Frances from Frances Ha is full of
joire-de-vivre, definably Iggy’s lust for life. She is infectiously optimistic
about her place in the big wide world of New York City, concerned about her
future as a dancer without allowing it to become a overwhelming worry. Perhaps
she’s more anxious about the rate at which her contemporary’s lives are
evolving both in terms of career and relationship, the perennial markers of
headway in a bourgeois society.
That contemporary comes, primarily, in the
form of her best friend Sophie (Mickey Sumner, a daughter of Sting). They are
closely bonded having met at college then moved into an apartment together.

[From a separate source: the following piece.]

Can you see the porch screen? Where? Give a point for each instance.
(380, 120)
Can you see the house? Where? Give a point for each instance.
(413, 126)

Essentially this picture is about how their friendship changes as each, with
varying degrees of success, relinquishes their younger carefree selves and take
on the adult stuffs of career and relationship.
Greta Gerwig is jubilantly hilarious as
Frances. She radiates the requisite optimism for Noah Baumbach’s character and
adeptly enacts the wince-inducing scrapes that Frances gets herself into.
Gerwig – who also writes – is the lifeblood of Frances Ha.
This is all shot in monochrome. Perhaps to
act as a generous counterpoint to the titular character’s vivacity or to
capture the suavity of early Godard, I’m not entirely sure. But Baumbach and
his cinematographer Sam Levy certainly encapsulate the bohemian cool of New
York City. There might even be a hint of fond satire for that hipster kind of
culture, something which is so intrinsically linked to New York. Either way
black and white photography, as always, looks cool. As is the rest of Frances
Ha: a charming watch and a bit twee but not in the emotionally shallow way –
twee in the coy sexy way.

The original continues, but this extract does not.